What would you title a modern day Disney movie? 

monkey ball soup

I was not promised that I would not have to go through the storms. I was promised that HE would never leave for nor forsake me. I feel as though the temperature of my story is changing. This morning, I read my journal entry from a year ago. It makes my heart smile that I am no longer in that season of life. It makes me thankful that I was allowed to go through that trying season. Makes me thankful that the LORD allowed all that happened and during all of it, was ever so present. There is now a burning in my heart, like the 100 degree Virginia heat, that is slowing pushing me in a different direction. I am going to have to make some big decisions here in the next few weeks and months. Don’t get me wrong, decision making is kinda my thing see previous blog post titled Vase of Tulips but these decisions are kinda huge. Not like Chipotle or GrandThai, dress or jeans, eggs or bagel. I am going to get my change of scenery that I want one way or another. I wonder what coffee shop I will be blogging at in a few months? I will not be cooking in this kitchen that I have cooked in for 4 years. I will not have my nice walk in closet. I will not have my wonderful neighbors from Nepal. why am i crying?!  
Okay. I needed a break. I laid out in the sun for like 30 minutes. Yes. I like to tan too. Leave me alone. 
This has really been a great chapter for me in my story. It has not been easy at all, but being aware of my life and my journey as a story has transformed my perspective. 
It is all about your perspective.
Change your mind set. 
I will gladly embrase the next chapters. They will not look like this one. They are not suppose to. Now I need a strong drink. Iced coffee. yes please. 

Mmmmmmm.

Life is so wonderful. I have so much to blog about. Where to begin……..
I got home really late last nite from my trip to Kansas City and then stayed up way too late but it was worth it. I will have today to reflect. It was by far my best visit home. There are new characters in my story now. 
I had some wonderful convo with a few of these characters this week. Ahhhh. Life. It is just beautiful. Love where you are at.
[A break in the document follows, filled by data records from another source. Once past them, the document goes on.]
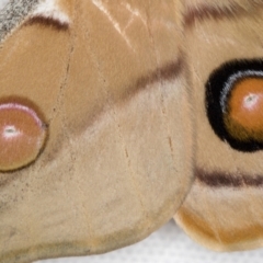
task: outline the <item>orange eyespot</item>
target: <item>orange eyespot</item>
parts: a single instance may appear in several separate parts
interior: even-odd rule
[[[263,79],[247,78],[233,85],[225,121],[233,137],[263,140]]]
[[[37,114],[19,103],[0,104],[0,171],[20,169],[36,159],[46,127]]]
[[[205,95],[207,118],[224,142],[263,150],[263,59],[222,64],[209,76]]]

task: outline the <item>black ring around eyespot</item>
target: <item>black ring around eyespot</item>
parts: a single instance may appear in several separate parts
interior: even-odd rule
[[[216,135],[227,141],[233,149],[240,151],[258,151],[263,149],[263,142],[254,139],[239,140],[233,138],[224,122],[227,101],[233,84],[243,78],[263,78],[263,59],[232,60],[221,65],[206,82],[206,113]]]

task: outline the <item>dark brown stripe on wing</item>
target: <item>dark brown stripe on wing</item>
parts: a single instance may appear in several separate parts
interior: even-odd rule
[[[210,187],[259,187],[263,185],[262,175],[235,175],[227,172],[205,172],[202,169],[197,169],[195,172],[195,176],[201,183],[206,184]]]
[[[184,23],[186,26],[191,26],[195,21],[236,18],[237,15],[254,13],[259,8],[262,7],[262,3],[251,3],[250,9],[248,9],[248,7],[245,9],[238,3],[231,3],[224,7],[211,7],[209,4],[190,7],[184,15]]]
[[[69,27],[68,23],[61,23],[61,21],[53,19],[53,18],[45,18],[45,16],[33,16],[28,21],[25,22],[25,25],[32,25],[32,24],[41,24],[44,26],[53,26],[56,30],[62,30],[66,31]]]

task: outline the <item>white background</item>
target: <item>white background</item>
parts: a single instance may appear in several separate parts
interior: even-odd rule
[[[88,0],[87,0],[88,1]],[[8,0],[0,0],[1,7]],[[173,221],[137,244],[102,255],[38,261],[37,263],[263,263],[263,249],[217,253],[192,241]]]
[[[37,263],[263,263],[263,249],[232,253],[208,251],[170,221],[144,241],[124,249]]]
Whether it is a season of mourning or of rejoicing. Be present in it. Fully feel the emotions that you feel. 
If you are alone then fully be alone. Walk that out with the Lord. Experience it. 
If you are pregnant then each day experience it. BE sick. Hold your belly. Go THROUGH it. And when it comes time to have the baby then be ever so present in that moment. 
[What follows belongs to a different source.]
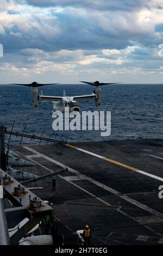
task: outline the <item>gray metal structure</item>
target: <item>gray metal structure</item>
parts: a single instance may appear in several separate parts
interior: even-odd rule
[[[0,245],[18,245],[20,239],[47,215],[50,216],[52,235],[55,243],[57,234],[52,208],[10,175],[7,175],[4,170],[6,169],[4,148],[6,130],[4,126],[0,126]],[[61,170],[59,173],[65,170]],[[55,174],[51,175],[53,175]],[[45,178],[43,176],[42,179]],[[13,207],[4,209],[4,194],[12,203]],[[21,228],[18,228],[9,239],[8,229],[14,228],[27,217],[29,221]]]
Breathe it in. Let your soul be refined. Let your perspective be challenged and allow the LORD to do in that moment what HE wants. CHOSE to have a better story. I love my story. It is MINE. Fully mine. I am responsible for it and to it. I want to be present as each paragraph gets written. I want to remember it. I want to walk thru each emotion as if I am walking through a foreign city….taking note of each building, the smell, the people, the sounds, the food…
There were a few experiences while on my trip that I fully experienced and remember so clearly. I breathed it in. I can close my eyes now and see it and feel it. Mmmmmm. I want all of life to be like that. 
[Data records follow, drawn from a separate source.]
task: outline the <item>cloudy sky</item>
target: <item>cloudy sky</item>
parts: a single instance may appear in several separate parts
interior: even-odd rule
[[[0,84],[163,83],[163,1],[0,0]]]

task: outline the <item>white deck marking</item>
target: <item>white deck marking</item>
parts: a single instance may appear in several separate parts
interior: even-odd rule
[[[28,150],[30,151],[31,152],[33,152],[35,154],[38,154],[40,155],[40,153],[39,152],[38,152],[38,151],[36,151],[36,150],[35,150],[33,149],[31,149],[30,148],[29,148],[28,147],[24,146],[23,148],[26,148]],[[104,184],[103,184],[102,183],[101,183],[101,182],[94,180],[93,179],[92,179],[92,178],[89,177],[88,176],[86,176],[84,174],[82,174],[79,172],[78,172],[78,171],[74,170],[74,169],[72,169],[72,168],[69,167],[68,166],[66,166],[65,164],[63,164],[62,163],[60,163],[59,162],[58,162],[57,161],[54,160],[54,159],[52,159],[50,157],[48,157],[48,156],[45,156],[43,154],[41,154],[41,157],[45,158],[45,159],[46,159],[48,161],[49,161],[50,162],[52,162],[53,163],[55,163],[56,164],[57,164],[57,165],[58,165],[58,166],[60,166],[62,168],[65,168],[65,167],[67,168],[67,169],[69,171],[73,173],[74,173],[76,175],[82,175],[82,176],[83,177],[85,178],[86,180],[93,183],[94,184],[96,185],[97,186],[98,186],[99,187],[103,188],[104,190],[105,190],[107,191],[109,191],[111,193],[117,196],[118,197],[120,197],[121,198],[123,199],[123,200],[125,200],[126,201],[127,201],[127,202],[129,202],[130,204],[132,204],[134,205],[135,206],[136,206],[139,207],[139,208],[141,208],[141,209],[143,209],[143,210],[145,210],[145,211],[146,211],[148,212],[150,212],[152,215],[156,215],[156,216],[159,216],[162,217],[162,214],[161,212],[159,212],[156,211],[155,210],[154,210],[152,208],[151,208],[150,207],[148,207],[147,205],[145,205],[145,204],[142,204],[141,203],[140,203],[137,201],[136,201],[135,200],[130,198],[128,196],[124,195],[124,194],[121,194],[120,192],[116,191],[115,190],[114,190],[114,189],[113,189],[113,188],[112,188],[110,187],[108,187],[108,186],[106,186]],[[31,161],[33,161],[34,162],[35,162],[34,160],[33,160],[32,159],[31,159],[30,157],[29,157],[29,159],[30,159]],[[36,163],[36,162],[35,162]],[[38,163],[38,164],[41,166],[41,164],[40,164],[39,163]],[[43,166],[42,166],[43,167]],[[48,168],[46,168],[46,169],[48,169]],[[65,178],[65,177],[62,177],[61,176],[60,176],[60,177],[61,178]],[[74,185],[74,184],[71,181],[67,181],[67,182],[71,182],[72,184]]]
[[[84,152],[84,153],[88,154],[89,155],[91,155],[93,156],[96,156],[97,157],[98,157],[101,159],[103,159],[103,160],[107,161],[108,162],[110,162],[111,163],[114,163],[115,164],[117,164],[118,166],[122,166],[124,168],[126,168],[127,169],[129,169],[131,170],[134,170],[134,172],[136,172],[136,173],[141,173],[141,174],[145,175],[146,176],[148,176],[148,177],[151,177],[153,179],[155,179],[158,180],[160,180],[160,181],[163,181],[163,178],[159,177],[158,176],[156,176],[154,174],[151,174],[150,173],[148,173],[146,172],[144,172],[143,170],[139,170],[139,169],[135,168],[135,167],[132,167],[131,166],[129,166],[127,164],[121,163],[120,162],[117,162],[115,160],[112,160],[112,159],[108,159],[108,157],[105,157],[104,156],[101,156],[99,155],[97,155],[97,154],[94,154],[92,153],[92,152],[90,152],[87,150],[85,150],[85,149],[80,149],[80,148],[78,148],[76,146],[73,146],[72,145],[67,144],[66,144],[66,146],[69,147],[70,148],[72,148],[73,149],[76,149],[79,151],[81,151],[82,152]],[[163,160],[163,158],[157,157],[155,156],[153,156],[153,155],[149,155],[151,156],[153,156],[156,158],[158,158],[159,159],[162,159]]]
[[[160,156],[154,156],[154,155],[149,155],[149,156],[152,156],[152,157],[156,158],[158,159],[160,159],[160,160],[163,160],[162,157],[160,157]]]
I don’t want to get caught up in this rat race. I want to experience people and life and coffee and good food and my story. How many times do we wish that we can hurry and get to the next thing in life-the next semester, car, significant other, town, job, season. Oh if we would stop that. If I would stop that. I am. I have. And what a beautiful thing it is. Life is better today because I fully went through yesterday. And tomorrow I will see things a bit different because of what I walked out today. I am excited for you. I hope you fully read what I wrote. I hope you can feel what I am feeling. I hope you walk out life. I hope Germany wins.